Female rugby player numbers rise but males in decline

While the number of games played in women’s rugby has increased, men’s rugby has again decreased.

There has been a boom in the number of women playing, refereeing and coaching women in community rugby.

The number of women playing the sport has increased by a staggering 20 per cent since 2022.

However, junior men’s playing numbers continue to decline.

New Zealand Rugby has today confirmed 147,434 players for the 2023 season, an increase of 7 per cent, with women’s and girls’ participation at 29,448.

But the number of junior men is declining with 49,999 junior boys in the club registered, a 2 per cent decrease on 2022.

However, the senior men’s club grew by 3 percent in 2022 to 33,500 players.

Despite this, NZR Community Rugby General Manager Steve Lancaster said the results were pleasing as this was the first uninterrupted rugby season since the pandemic began in 2020.

“Covid has completely changed community sport across the country, and we have just finished our first regular rugby season in four years.

He said that rugby still faces challenges in the community game, especially that the number of junior boys is not back to where it was before Covid in some parts of the country.

“We have spent some time understanding the issues and, along with teenage engagement, will be our focus as we move forward.”

Lancaster said the growth in the number of women and girls playing club rugby was a key success for the sport.
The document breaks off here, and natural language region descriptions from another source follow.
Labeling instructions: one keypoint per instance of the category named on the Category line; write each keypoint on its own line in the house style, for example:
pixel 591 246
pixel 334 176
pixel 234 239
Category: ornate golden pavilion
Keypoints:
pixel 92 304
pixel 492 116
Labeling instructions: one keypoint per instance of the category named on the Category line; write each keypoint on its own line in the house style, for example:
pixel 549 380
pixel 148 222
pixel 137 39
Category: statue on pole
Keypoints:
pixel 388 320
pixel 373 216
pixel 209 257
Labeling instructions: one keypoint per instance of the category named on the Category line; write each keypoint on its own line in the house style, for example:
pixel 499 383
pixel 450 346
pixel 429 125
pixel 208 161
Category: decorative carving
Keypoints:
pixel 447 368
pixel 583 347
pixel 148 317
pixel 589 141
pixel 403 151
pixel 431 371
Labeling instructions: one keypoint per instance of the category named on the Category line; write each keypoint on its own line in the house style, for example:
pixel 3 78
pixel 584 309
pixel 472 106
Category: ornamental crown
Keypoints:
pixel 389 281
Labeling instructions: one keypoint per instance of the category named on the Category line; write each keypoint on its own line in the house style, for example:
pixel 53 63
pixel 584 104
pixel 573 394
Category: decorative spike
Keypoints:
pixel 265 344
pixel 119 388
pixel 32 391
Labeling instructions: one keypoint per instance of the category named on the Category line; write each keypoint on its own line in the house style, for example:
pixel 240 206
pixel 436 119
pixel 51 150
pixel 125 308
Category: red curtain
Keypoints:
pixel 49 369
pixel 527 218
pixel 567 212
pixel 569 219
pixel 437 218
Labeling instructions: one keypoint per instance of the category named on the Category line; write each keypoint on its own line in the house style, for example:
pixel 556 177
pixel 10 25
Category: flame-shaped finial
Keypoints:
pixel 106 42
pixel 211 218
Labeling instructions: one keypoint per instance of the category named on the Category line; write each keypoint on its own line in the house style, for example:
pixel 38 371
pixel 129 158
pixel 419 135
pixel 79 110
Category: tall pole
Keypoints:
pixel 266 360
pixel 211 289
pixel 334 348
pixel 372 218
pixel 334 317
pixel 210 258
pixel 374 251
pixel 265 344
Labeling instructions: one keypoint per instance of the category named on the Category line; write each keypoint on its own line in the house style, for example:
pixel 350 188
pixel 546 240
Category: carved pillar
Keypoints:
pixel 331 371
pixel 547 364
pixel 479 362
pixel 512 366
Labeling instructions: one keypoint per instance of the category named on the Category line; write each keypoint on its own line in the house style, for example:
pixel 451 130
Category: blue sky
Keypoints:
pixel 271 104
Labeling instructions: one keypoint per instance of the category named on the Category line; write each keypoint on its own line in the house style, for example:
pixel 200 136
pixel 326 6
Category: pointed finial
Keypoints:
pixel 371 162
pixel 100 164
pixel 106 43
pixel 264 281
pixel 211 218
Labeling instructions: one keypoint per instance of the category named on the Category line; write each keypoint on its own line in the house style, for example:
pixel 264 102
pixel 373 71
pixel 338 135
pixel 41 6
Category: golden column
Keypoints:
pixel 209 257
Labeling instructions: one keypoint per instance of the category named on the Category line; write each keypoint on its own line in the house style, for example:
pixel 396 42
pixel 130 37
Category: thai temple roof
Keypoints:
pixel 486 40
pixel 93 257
“From 2020 there is an increased focus on getting more women and girls involved in club rugby where they will play for a full season rather than one-off festivals and competitions. That means more games and, more importantly, more meaningful rugby. experience enjoying everything that is great about community rugby.”

NZR has also confirmed that the reduced height tackle in community rugby will be extended until the end of the 2025 season, in line with World Rugby’s global recommendations.

Lancaster said the trial, which involves the first tackle tackling below the sternum and targeting the abdominal area, improved safety and the quality of games and was strongly supported by the rugby community.

NZR match analysis found that 90 per cent of first tackles in 1st XV school rugby, 78 per cent in senior men’s rugby and 72 per cent in senior women’s rugby this season were below the sternum.